This is the case of the lad who arrived on the back of a lorry with no documents, money or anywhere to go and was assessed as being a man in his 20s rather than the 15 year old he claimed to be.
The Court decided that he had been falsely imprisoned for a period of 44 days. Additionally the Home Secretary was found, by proxy, to have breached the boy's Article 5 European Convention on Human Rights (ECHR) rights to liberty and security. The key elements of the decision appear to be -
"66. The Defendant submitted that an immigration officer who was exercising the power of detention was in an analogous position to that of a police officer having reasonable grounds on which to arrest, or the hospital trust admitting the patient on the basis of an application which appeared to be in order.
67. I do not consider that it is permissible to extend the powers of an immigration officer to detain in this way in the absence of express provision. In reaching that conclusion, I rely upon the well-established common law principle that "the right to liberty is of fundamental importance and that the courts should strictly and narrowly construe general statutory powers whose exercise restricts fundamental common law rights and/or constitutes the commission of a tort": per Lord Dyson in R (Lumba) v Secretary of State for the Home Department  1 AC 245, at …

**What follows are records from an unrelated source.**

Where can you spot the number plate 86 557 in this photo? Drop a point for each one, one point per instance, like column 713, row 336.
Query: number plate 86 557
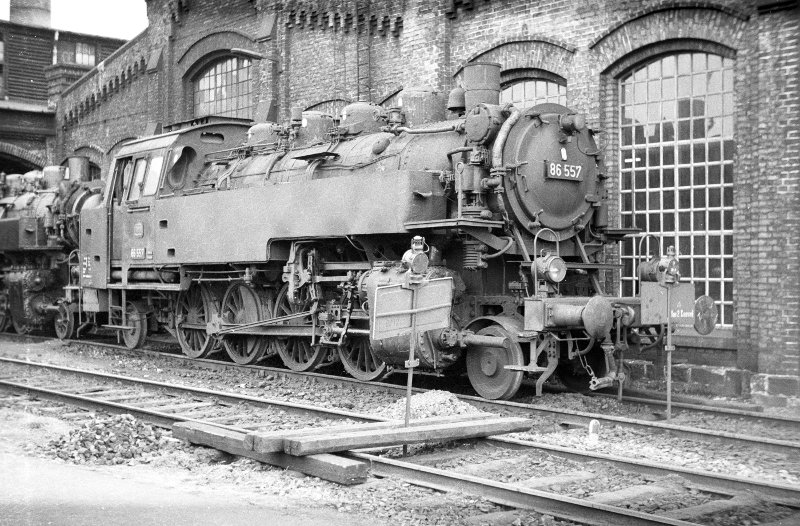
column 569, row 172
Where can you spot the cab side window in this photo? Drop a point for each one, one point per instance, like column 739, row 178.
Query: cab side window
column 136, row 185
column 153, row 175
column 122, row 176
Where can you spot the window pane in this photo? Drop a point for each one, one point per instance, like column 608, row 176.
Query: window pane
column 153, row 174
column 138, row 177
column 525, row 93
column 678, row 112
column 224, row 88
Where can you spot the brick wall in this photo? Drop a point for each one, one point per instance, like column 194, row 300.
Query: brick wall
column 318, row 51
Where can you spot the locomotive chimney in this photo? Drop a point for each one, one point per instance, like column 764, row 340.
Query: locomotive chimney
column 481, row 83
column 30, row 12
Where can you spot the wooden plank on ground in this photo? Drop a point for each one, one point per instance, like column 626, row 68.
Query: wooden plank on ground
column 273, row 441
column 328, row 467
column 346, row 440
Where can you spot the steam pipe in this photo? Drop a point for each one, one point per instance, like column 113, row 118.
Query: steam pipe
column 480, row 340
column 502, row 135
column 502, row 250
column 419, row 131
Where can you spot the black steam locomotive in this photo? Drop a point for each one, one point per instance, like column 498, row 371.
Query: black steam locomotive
column 477, row 241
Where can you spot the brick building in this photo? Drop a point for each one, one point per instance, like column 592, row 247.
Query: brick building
column 34, row 56
column 699, row 102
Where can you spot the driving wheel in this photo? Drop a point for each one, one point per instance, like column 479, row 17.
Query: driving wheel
column 242, row 304
column 297, row 352
column 192, row 311
column 486, row 366
column 359, row 361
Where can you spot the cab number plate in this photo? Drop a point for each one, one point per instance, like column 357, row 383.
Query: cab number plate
column 569, row 172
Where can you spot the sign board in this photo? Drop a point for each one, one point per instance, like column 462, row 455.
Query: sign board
column 395, row 305
column 654, row 301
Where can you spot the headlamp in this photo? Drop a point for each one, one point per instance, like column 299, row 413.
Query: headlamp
column 551, row 267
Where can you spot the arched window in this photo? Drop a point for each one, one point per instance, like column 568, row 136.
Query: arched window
column 676, row 166
column 224, row 88
column 525, row 93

Grounds of challenge to the legality of detention
(1) Age Assessment
113. In this case, Ms Noons said in evidence that she did not see it as her role to check whether or not the assessment was Merton-compliant. Indeed, she candidly admitted that she did not know what the Merton criteria were, and I concluded that she did not have the requisite training to decide whether or not the assessment was Merton-compliant. I accept the Claimant's submissions that, on the evidence, Ms Noon's decision to detain was unlawful because she failed to ask herself the right questions or take reasonable steps to acquaint herself with the information needed to make her decision. She did not follow the EIG policy and UKBA Guidance which I have referred to above. It was clear from the face of the assessment that there was no appropriate adult present; that it had been signed by only social worker; and that there were no comments by the Claimant on the social worker's adverse findings. This should have prompted Ms Noons to make further enquiries of the local authority. If she had done so, it could have become apparent at a much earlier stage that the local authority assessment was not Merton compliant, as was subsequently conceded by the local authority. …

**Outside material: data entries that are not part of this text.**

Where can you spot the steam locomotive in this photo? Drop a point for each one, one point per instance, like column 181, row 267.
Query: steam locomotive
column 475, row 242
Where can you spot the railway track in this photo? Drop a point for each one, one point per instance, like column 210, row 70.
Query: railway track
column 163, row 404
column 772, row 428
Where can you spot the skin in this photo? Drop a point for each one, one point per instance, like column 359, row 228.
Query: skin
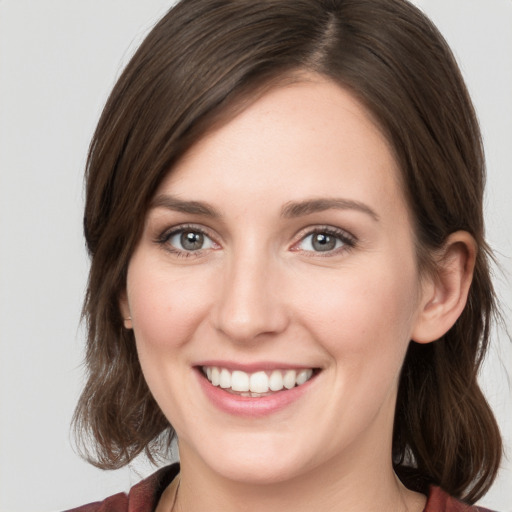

(2) Section 55, Borders, Citizenship and Immigration Act 2009
130. My conclusion is that, by failing to have regard to the need to safeguard and promote his welfare as a child, the immigration officers erred in law, rendering the decision to detain unlawful.
3) Article 5 ECHR
142. In this case, it is established on the evidence that the Defendant, when detaining the Claimant: a) failed to have regard to his best interests as a child, contrary to Article 3 UNCRC;
b) detained him with adults and failed to consider an alternative to detention, contrary to Article 37 UNCRC.
143. Therefore I conclude that the Claimant's detention was in breach of Article 5(1) ECHR, and hence unlawful under s.6(1) HRA 1998.

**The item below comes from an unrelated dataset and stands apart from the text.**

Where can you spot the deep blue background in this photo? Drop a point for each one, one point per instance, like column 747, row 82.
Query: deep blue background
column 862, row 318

(4) Detention in breach of policy and Hardial Singh principles
… 160. I accept that there was administrative delay in conducting the Claimant's initial screening interview. But in my view his detention was not unlawful, applying Hardial Singh principles. The purpose for which he was being detained was to obtain the necessary information to decide whether leave to enter should be granted or refused. The period of detention was reasonably necessary to achieve that purpose, taking into account the particular circumstances of his case, namely, that he was not eligible for the fast track process nor for Oakington. In my view, the Defendant acted with reasonable diligence and expedition. I do not consider that the delay in transferring the file, and the failure to meet the benchmark for conducting a screening interview, were sufficiently serious failings so as to justify a finding that detention was unlawful on Hardial Singh grounds. For the same reasons, the length of detention did not breach Article 5, as it did not "exceed that reasonably required for the purpose pursued" (Saadi, at ) nor did it breach paragraph EIG 55.1.3.
161.For the reasons set out above, the Claimant's detention was unlawful, and therefore he was falsely imprisoned for a period of 44 days. 162. The Claimant's detention was also in breach of Article 5 ECHR and the Human Rights Act 1998."